Usability Engineering for Medical Devices following ISO/IEC 62366

Medical devices are subject to highest security conditions. To avoid misuse we adapted our development process to be compliant with the ISO 62366.

Laboratory Information Systems (LIS) are applications in the medical environment and hence subject to highest security standards. Following the German ‘Medizinischer Dienst der Krankenversicherungen‘ in 2011 about 4000 accusation of patients prove true that they suffered from an error in treatment. Next to professional errors, these errors often originate from technical problems.

Diagnoses and therapeutic interventions rely on measurement results, analysis and information processing that done by hard- and software. These systems may contain errors and – like every other system – may deliver wrong results due to faulty use.

When creating medical devices, the ISO/IEC 14971 defines a procedure that allows manufactures to spot  dangers that arise from medical devices and to estimate these risks, judge and control them as well as to monitor the efficacy of this control. To gain a certification for the usability next to the prevention of technical errors, human errors have to be considered as well. The ISO/IEC 62366 demands that medical devices have to be developed following a usability process and all actions have to be documented.

Our client Swisslab GmbH produces one of the most comprehensive Laboratory Information Systems. The software has the goal to work efficient, stable and reliable and is through its modular structure adoptable to the individual needs of its users. A simple and clear handling eases the daily routine in the laboratory.

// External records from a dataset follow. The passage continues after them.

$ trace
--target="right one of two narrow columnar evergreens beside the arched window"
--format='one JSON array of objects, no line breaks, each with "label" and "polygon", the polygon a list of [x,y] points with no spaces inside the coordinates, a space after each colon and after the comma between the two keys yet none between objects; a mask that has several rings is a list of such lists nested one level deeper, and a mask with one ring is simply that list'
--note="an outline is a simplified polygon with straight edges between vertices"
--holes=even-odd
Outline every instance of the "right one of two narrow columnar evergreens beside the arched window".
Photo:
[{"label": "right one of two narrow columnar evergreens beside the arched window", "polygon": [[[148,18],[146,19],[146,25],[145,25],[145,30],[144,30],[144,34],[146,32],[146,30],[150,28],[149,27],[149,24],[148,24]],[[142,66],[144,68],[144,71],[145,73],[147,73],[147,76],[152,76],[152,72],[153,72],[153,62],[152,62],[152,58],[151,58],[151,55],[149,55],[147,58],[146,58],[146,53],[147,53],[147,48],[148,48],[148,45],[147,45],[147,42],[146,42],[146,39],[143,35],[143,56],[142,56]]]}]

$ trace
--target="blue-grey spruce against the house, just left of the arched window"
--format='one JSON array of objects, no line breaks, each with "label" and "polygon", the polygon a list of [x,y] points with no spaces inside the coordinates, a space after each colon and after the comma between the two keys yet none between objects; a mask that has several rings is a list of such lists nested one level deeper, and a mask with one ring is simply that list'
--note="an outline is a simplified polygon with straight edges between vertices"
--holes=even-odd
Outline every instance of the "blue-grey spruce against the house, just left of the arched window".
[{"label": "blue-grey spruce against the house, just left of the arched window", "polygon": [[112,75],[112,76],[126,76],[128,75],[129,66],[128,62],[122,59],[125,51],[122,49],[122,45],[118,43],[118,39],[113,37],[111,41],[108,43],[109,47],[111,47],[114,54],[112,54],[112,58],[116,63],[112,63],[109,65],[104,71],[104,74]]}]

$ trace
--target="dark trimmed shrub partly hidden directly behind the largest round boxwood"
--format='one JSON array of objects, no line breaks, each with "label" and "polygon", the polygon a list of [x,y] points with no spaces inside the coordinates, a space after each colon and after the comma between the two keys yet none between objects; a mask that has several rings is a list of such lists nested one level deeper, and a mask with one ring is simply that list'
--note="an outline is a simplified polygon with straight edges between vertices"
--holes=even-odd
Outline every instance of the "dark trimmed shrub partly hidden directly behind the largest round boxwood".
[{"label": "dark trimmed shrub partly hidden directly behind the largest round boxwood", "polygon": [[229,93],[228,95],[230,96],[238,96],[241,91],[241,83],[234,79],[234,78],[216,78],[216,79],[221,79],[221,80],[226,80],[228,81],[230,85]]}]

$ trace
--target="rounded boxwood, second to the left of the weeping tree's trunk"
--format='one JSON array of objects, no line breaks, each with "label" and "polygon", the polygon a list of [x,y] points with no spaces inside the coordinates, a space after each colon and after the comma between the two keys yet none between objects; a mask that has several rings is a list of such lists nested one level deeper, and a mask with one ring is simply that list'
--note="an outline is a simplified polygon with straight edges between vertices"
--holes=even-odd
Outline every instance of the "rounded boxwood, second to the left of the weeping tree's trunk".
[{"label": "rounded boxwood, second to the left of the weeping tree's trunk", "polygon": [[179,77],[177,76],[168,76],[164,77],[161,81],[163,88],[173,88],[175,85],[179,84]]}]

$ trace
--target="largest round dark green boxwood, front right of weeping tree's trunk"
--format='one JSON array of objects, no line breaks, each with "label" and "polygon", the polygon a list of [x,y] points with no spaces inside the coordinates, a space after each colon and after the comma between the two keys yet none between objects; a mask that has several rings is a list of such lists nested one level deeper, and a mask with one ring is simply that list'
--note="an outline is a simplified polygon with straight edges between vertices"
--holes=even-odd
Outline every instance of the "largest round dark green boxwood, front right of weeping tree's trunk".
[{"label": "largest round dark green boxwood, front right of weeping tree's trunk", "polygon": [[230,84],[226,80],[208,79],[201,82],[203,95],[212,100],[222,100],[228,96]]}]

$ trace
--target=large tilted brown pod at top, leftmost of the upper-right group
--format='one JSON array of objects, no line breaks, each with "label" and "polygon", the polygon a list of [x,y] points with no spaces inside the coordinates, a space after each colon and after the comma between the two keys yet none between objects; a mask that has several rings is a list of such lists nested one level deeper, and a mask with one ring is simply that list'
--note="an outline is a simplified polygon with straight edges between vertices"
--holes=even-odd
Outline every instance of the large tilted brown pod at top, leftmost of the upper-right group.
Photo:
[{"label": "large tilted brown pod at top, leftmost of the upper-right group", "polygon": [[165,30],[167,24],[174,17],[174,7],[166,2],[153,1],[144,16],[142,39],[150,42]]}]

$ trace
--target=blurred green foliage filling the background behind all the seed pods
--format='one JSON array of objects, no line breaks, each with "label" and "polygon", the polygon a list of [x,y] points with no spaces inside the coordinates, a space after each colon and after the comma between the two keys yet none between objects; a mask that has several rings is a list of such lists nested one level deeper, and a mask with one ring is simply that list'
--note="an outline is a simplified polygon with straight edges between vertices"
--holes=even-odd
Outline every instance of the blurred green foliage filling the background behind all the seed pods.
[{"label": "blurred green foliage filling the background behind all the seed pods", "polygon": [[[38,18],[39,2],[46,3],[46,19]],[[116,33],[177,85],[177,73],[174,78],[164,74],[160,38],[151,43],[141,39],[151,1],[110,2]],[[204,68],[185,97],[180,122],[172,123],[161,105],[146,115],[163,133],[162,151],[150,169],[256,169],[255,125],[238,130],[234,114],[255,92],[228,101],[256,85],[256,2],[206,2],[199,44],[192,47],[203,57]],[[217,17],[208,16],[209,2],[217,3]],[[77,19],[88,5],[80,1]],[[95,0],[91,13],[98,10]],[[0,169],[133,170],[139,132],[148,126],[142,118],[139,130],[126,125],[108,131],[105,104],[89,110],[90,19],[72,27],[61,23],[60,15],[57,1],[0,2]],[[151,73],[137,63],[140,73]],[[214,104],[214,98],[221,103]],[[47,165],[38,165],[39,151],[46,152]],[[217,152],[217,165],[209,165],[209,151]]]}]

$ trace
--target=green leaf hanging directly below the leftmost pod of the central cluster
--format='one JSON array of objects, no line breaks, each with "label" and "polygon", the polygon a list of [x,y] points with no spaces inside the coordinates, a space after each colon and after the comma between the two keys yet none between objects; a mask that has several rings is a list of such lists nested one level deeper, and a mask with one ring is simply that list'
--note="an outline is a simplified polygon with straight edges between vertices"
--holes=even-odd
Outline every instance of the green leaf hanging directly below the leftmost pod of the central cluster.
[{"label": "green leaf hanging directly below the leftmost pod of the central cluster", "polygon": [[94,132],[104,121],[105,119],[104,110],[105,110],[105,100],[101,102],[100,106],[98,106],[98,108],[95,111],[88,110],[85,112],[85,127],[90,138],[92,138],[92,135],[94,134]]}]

To continue to develop the Swisslab products in the spirit of the users, we supported Swisslab to introduce a development that follows the ideas of the ISO/IEC 62366 although SWISSLAB LIS is not certified as medical device according the ISO norm. The usability process following ISO/IEC 62366 consists of nine steps:

  1. Analyze Requirements:
    Often procurement contracts and requirements are held very short and are hence hard to understand for users and developers. As a consequence the actual tasks are supported insufficiently. During the requirement analysis the goal of the software is defined (Vision), the tasks are precisely described (Situationa) and it becomes clear who the actual user of the software is (Persona).
  2. Describe functions:
    Frequently used functions are identified and prioritized if necessary. To achieve this the Kano methodology can be used. It defines a) basic needs that are fundamental and taken for granted and users only become aware of when they are missing, b) performance needs that are obvious and create satisfaction or dissatisfaction and c) delighters, aspects that are surprising and value providing and make the product stand out of competing products and evoke enthusiasm.
  3. Identify risk potentials:
    The most central aspect of the standard is the reduction of human error. Its causes ave to be identified.
  4. Identify primary functions:
    Software contains a lot of supportive functions, that have to be separated from that actual requirements or POFs (primary operating functions). These POFs are in the focus of doing usability work. Particularly  these functions have to be tested to provide a safe and effective usage.
  5. Evolve Usability Specifications:
    Now the interface gets described, testable requirements are created and scenarios are developed that provide the picture for the actual use.
  6. Create research plan:
    Based on the specifications a plan has to be created how the interface and the work flow can investigated. Included should be information about who is conducting the test, how many people should be involved and which methodology will be used.
  7. UI Design:
    By aggregating all available information a testable suggestion for the UI is designed. This prototype may be interactive, respectively has to be interactive if interaction is an essential aspect.
  8. Verify UI:
    In this step it is checked whether the functions of the prototype match the requirements, whether the work flow fits the past experiences and whether the scope of functionality (POFs) is fully covered. Expert based methodology, e. g. Cognitive Walkthrough, can be used for this.
  9. Validate UI:
    Once the Ui is verified, it needs to be tested with users. The conditions of the test should match the natural work flow as good as possible, so users will work on the primary operations within the previously defined scenarios. Data relevant to the goals gets collected – in the case of medical devices primarily a misuse should ruled out.

Usability is an iterative process. Also the ISO/IEC 62366 arranges for an iterative repetition for these steps until all goals are met and an endangering is eliminated to the greatest possible extent. Furthermore a complete documentation is required. This documentation serves next to traceability also as a reference for future versions.